Il ne sert à rien de faire semblant d’être joyeux quand une émotion de tristesse remonte à la surface. Ni de faire semblant d’être en paix quand la colère gronde en nous. Par contre, offrir notre regard attentif à cette tristesse ou cette colère va immanquablement nous ramener graduellement à la joie, si on ne tente pas de la justifier en jetant le blâme sur autrui. J’ai eu mille occasions de rencontrer mes émotions dans ma vie. Comme tout le monde, j’ai d’abord eu le réflexe de vouloir m’en débarrasser, soit en les projetant sur les autres, soit en les engourdissant de toutes les façons possibles. Dans nos sociétés modernes, les compensations les plus répandues pour ne pas rencontrer nos blessures et les émotions qu’elles provoquent sont l’excès de travail, de nourriture, d’alcool, de drogue, de sexe ou de sensations fortes par le jeu et les sports extrêmes. Un jour, la souffrance était devenue si grande que je ne pouvais plus la fuir. J’ai alors fait le pari d’aller rencontrer cette souffrance, de vivre pleinement l’émotion et les sensations de trahison, d’abandon, de rejet, d’injustice, de culpabilité ou d’humiliation qui y étaient reliées. J’ai par la suite volontairement fait le choix de me nourrir exclusivement de joie, tant dans les films que je regarde ou les livres que je lis que dans mes relations de travail, amicales et amoureuses. Dans cet exercice, j’ai retrouvé tranquillement des états de paix et de joie, notamment  parce que je ne cherchais plus à fuir. Et j’ai appris à reconnaître de plus en plus les sensations qui m’habitaient quand je me suis dans le courant de l’amour.
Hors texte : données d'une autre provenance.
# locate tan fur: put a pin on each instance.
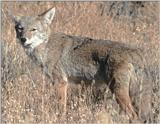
(65, 58)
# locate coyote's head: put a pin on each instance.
(32, 31)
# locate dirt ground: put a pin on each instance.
(27, 96)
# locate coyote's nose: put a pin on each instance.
(23, 40)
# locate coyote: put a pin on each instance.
(65, 58)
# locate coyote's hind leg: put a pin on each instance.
(122, 76)
(61, 88)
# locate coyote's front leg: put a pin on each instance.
(122, 76)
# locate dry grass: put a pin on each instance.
(27, 96)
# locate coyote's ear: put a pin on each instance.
(48, 15)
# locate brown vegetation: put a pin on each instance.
(27, 96)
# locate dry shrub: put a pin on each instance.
(27, 95)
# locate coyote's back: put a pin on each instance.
(64, 58)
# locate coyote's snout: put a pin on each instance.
(67, 58)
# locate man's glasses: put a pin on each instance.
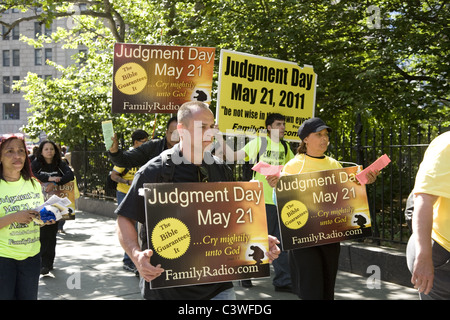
(7, 136)
(203, 174)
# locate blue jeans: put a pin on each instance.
(19, 279)
(282, 276)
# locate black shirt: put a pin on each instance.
(133, 207)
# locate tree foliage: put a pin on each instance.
(387, 59)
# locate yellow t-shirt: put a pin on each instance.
(129, 175)
(303, 163)
(274, 154)
(19, 241)
(433, 178)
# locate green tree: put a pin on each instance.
(385, 59)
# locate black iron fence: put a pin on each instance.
(387, 196)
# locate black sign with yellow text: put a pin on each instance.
(206, 232)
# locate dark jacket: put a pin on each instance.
(137, 157)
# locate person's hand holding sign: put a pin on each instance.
(274, 251)
(145, 268)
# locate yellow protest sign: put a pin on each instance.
(159, 79)
(251, 87)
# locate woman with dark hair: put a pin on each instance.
(19, 234)
(314, 269)
(49, 168)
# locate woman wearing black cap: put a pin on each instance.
(314, 269)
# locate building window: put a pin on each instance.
(6, 58)
(16, 58)
(11, 111)
(15, 79)
(38, 57)
(37, 30)
(16, 33)
(48, 30)
(4, 35)
(48, 55)
(6, 84)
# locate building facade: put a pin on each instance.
(19, 58)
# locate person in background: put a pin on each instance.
(314, 269)
(147, 151)
(428, 251)
(19, 234)
(275, 151)
(51, 171)
(124, 178)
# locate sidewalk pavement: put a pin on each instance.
(88, 266)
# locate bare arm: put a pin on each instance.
(128, 239)
(423, 270)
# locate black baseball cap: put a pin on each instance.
(310, 126)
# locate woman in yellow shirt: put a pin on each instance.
(20, 193)
(314, 269)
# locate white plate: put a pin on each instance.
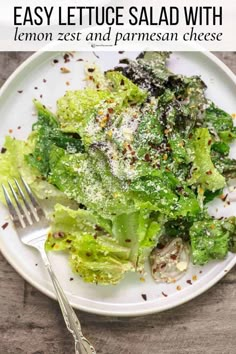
(16, 110)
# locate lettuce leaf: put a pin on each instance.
(209, 240)
(94, 255)
(204, 172)
(46, 134)
(87, 179)
(14, 163)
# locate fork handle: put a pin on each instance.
(82, 345)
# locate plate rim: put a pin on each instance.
(139, 312)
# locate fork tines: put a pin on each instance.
(26, 210)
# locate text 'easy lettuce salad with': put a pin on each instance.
(128, 165)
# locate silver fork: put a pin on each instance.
(32, 227)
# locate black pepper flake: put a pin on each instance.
(144, 296)
(4, 226)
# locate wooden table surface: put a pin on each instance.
(31, 323)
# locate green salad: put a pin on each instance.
(129, 165)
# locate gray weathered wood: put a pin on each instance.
(31, 323)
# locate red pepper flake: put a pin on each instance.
(144, 296)
(4, 226)
(98, 228)
(129, 147)
(223, 197)
(133, 160)
(147, 158)
(58, 235)
(96, 55)
(66, 58)
(110, 110)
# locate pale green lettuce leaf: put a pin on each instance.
(204, 172)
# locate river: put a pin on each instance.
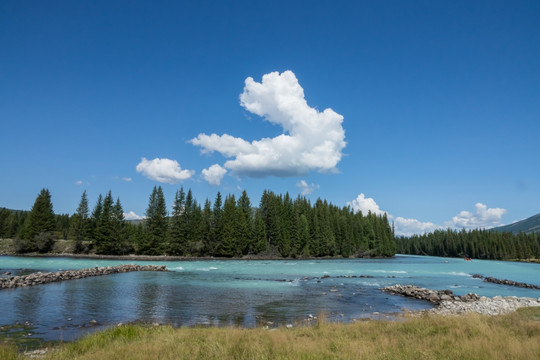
(240, 292)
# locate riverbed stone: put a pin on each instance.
(38, 278)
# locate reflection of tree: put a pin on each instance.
(28, 303)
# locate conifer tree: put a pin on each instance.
(229, 240)
(104, 227)
(156, 222)
(244, 223)
(39, 226)
(178, 227)
(80, 223)
(259, 235)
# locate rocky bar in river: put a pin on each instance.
(45, 278)
(506, 282)
(447, 303)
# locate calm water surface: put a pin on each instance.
(239, 292)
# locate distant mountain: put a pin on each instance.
(528, 226)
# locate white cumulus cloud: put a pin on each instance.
(132, 216)
(311, 140)
(164, 170)
(483, 217)
(408, 227)
(307, 188)
(363, 204)
(214, 174)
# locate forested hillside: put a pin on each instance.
(279, 226)
(478, 244)
(527, 226)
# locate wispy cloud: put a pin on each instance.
(164, 170)
(132, 216)
(311, 140)
(214, 174)
(483, 217)
(307, 188)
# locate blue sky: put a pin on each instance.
(433, 117)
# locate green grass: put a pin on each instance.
(513, 336)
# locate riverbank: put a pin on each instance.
(40, 278)
(447, 303)
(512, 336)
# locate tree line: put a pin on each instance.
(279, 226)
(478, 244)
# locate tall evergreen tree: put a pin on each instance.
(178, 227)
(229, 240)
(156, 222)
(81, 223)
(104, 229)
(39, 226)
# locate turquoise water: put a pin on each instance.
(240, 292)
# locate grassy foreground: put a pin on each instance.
(513, 336)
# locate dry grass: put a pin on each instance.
(513, 336)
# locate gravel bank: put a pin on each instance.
(447, 303)
(44, 278)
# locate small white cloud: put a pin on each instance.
(132, 216)
(483, 217)
(306, 188)
(363, 204)
(311, 140)
(408, 227)
(214, 174)
(164, 170)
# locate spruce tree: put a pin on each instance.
(80, 223)
(156, 222)
(104, 229)
(178, 226)
(39, 226)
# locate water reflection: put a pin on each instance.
(241, 293)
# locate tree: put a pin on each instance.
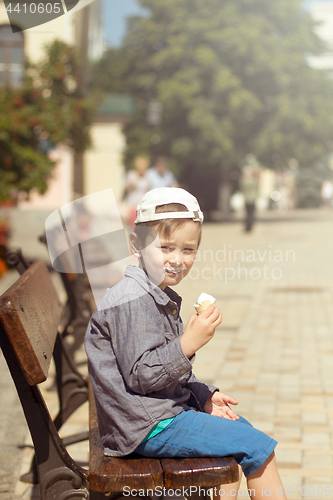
(48, 109)
(233, 79)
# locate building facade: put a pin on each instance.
(102, 165)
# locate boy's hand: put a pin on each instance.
(217, 405)
(200, 329)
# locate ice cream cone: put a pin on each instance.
(200, 308)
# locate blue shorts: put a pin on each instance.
(197, 434)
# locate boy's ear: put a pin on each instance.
(135, 245)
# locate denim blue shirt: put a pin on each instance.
(138, 370)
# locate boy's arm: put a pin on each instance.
(201, 390)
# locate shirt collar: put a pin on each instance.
(162, 297)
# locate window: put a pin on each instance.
(11, 57)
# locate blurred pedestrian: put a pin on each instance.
(249, 185)
(160, 176)
(137, 183)
(327, 193)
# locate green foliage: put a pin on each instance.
(233, 79)
(50, 108)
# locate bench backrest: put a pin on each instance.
(30, 312)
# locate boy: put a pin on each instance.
(140, 358)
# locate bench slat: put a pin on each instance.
(30, 314)
(204, 472)
(114, 474)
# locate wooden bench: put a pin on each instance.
(80, 303)
(29, 316)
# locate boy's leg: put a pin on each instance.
(228, 491)
(265, 482)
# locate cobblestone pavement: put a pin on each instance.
(273, 351)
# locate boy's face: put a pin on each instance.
(168, 261)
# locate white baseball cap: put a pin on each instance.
(146, 208)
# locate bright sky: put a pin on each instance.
(115, 12)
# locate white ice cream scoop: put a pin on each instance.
(203, 302)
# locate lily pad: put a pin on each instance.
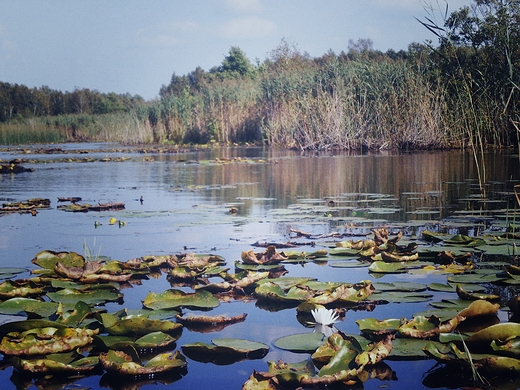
(41, 341)
(135, 325)
(173, 298)
(386, 268)
(71, 296)
(49, 365)
(28, 306)
(48, 259)
(121, 363)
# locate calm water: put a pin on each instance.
(186, 198)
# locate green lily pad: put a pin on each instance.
(50, 366)
(408, 348)
(441, 287)
(28, 306)
(339, 251)
(475, 278)
(240, 345)
(121, 363)
(71, 296)
(348, 264)
(387, 268)
(172, 298)
(303, 342)
(48, 259)
(509, 347)
(400, 286)
(42, 341)
(9, 272)
(375, 326)
(148, 341)
(140, 326)
(225, 351)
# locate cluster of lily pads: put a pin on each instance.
(68, 330)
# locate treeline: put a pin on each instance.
(18, 102)
(461, 92)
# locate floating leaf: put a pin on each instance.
(11, 289)
(140, 326)
(225, 350)
(28, 305)
(176, 298)
(375, 326)
(120, 363)
(71, 296)
(386, 268)
(400, 286)
(50, 366)
(511, 347)
(41, 341)
(48, 259)
(501, 332)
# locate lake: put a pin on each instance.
(224, 201)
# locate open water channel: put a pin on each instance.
(224, 201)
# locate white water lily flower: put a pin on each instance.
(324, 316)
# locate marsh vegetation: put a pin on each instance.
(219, 256)
(460, 93)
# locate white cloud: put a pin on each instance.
(5, 43)
(165, 34)
(245, 6)
(249, 27)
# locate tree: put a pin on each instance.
(236, 63)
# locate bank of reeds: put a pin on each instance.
(339, 103)
(355, 105)
(125, 128)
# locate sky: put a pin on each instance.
(134, 46)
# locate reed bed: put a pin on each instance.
(338, 103)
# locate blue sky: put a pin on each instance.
(136, 45)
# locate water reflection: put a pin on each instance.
(186, 207)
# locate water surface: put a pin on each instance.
(186, 198)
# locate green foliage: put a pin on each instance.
(463, 93)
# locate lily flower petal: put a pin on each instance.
(324, 316)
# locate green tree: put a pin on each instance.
(236, 63)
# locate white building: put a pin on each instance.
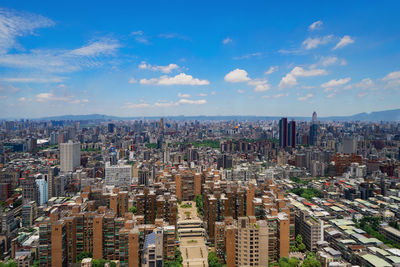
(118, 175)
(70, 156)
(43, 191)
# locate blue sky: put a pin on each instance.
(142, 58)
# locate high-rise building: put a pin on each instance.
(251, 239)
(314, 117)
(309, 228)
(283, 133)
(153, 249)
(314, 130)
(118, 175)
(29, 189)
(292, 134)
(70, 156)
(224, 161)
(43, 191)
(111, 127)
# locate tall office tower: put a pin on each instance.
(314, 117)
(292, 134)
(144, 176)
(283, 136)
(70, 156)
(310, 228)
(153, 249)
(251, 239)
(111, 127)
(118, 175)
(349, 144)
(161, 126)
(29, 213)
(43, 191)
(29, 189)
(224, 161)
(314, 130)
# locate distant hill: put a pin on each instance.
(386, 115)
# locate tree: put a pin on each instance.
(199, 204)
(133, 209)
(83, 255)
(299, 243)
(311, 261)
(213, 260)
(9, 263)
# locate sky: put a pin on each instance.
(160, 58)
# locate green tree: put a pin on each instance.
(83, 255)
(9, 263)
(311, 261)
(199, 204)
(133, 209)
(213, 260)
(299, 243)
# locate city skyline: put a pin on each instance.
(141, 59)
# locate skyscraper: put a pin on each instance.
(43, 191)
(314, 130)
(70, 156)
(283, 133)
(292, 134)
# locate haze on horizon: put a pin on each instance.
(203, 58)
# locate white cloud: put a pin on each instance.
(311, 43)
(46, 97)
(139, 37)
(361, 95)
(163, 104)
(9, 89)
(172, 36)
(260, 85)
(327, 61)
(183, 95)
(290, 80)
(335, 83)
(32, 79)
(139, 32)
(237, 76)
(164, 69)
(180, 79)
(315, 25)
(62, 60)
(14, 24)
(364, 84)
(306, 97)
(281, 95)
(392, 76)
(192, 102)
(130, 105)
(301, 72)
(227, 40)
(331, 95)
(346, 40)
(247, 56)
(271, 70)
(101, 47)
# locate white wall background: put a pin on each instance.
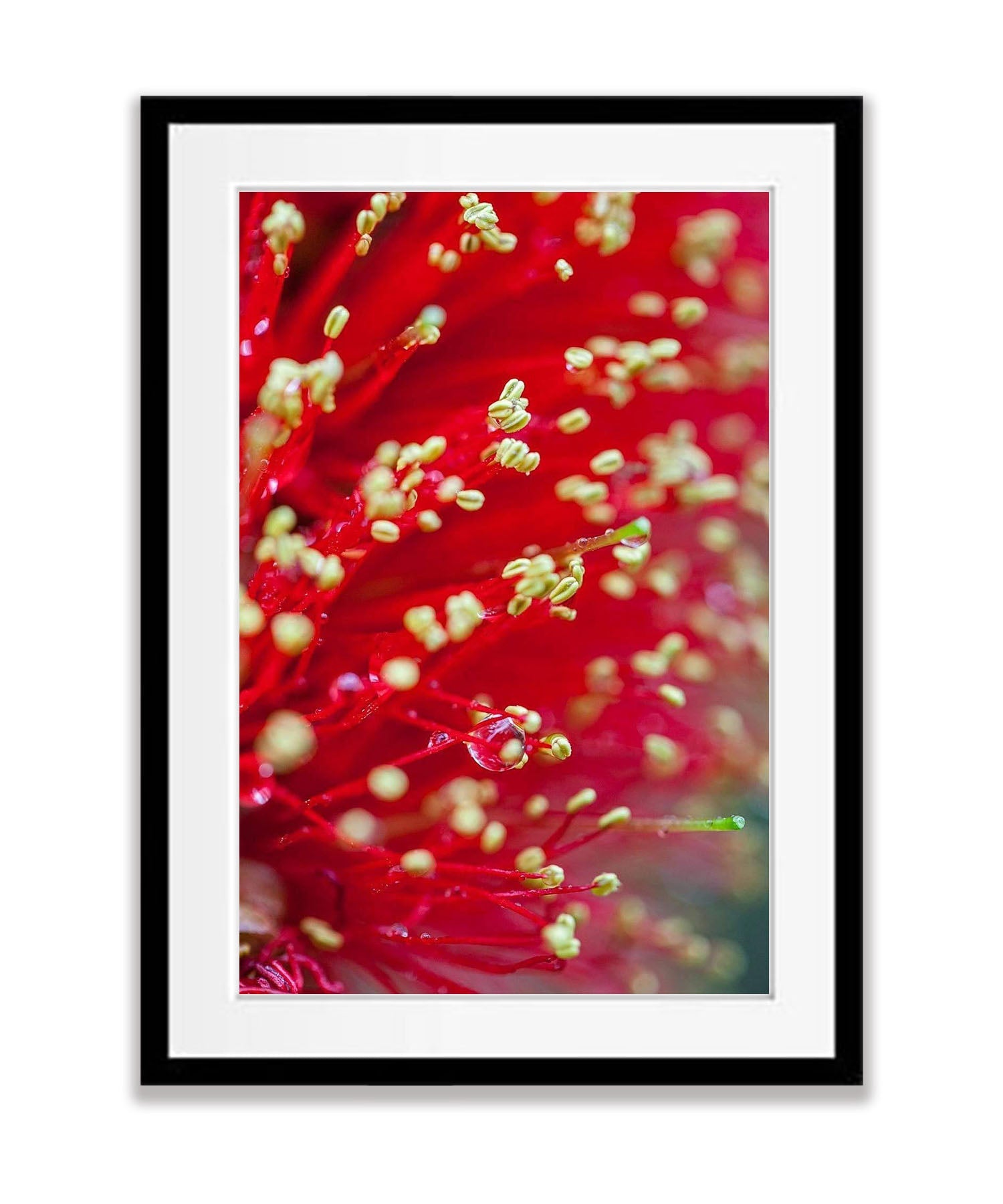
(921, 1128)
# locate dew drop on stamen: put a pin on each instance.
(496, 732)
(635, 541)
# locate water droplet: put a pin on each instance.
(497, 734)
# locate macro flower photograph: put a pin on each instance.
(504, 692)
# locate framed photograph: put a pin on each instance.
(502, 608)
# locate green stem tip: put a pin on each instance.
(679, 824)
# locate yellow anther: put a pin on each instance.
(560, 940)
(604, 464)
(536, 587)
(284, 225)
(418, 619)
(388, 783)
(590, 493)
(530, 860)
(431, 316)
(517, 421)
(470, 500)
(412, 480)
(606, 884)
(663, 752)
(280, 522)
(495, 240)
(672, 695)
(511, 452)
(566, 488)
(435, 637)
(580, 801)
(384, 531)
(688, 311)
(336, 322)
(433, 448)
(665, 348)
(448, 488)
(552, 876)
(482, 216)
(292, 632)
(713, 489)
(286, 742)
(401, 674)
(647, 305)
(564, 590)
(618, 585)
(311, 561)
(559, 746)
(512, 391)
(536, 807)
(574, 421)
(578, 358)
(252, 618)
(320, 933)
(493, 837)
(428, 520)
(356, 825)
(418, 862)
(467, 819)
(332, 573)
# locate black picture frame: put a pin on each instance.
(846, 1067)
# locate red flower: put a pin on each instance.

Aujourd’hui, ce courant coule en moi et me guide pas à pas vers toutes mes réalisations. Il n’y a plus de bien ou de mal. Plus de jugement, de critique, de comparaison ou de performance. J’ai le sentiment d’être amoureuse à temps plein et aucun agent extérieur n’est responsable de cet état. Mon état amoureux s’est installé subtilement à force de me permettre de rencontrer mes émotions, de les vivre et de me rappeler que je ne suis pas la douleur. Je ne suis pas ma souffrance. Elle vient seulement me montrer le chemin vers Moi.

L’état amoureux est inscrit en chacun de nous. On n’a qu’à fermer les yeux et repenser un instant à la dernière fois qu’on est tombé en amour, avec une personne, un lieu, un animal. Si on efface de notre écran mental le visage de cette personne, de ce lieu ou de cet animal, et qu’on conserve seulement la sensation, elle vit en nous. Et le chemin pour y retourner le plus souvent possible passe par l’acceptation de notre humanité et des émotions qu’elle nous fait vivre. La prochaine fois qu’un émotion forte viendra perturber votre quiétude, autorisez-vous un moment pour aller à sa rencontre, la reconnaître, l’aimer et la laisser se dissoudre sans tenter de vous en débarrasser. Vous serez peut-être surpris de constater que cette émotion peut vous démontrer comment vous vous êtes renié dans l’expérience vécue et comment revenir à vos idéaux… pour mieux retrouver le chemin de l’amour et du réel bonheur!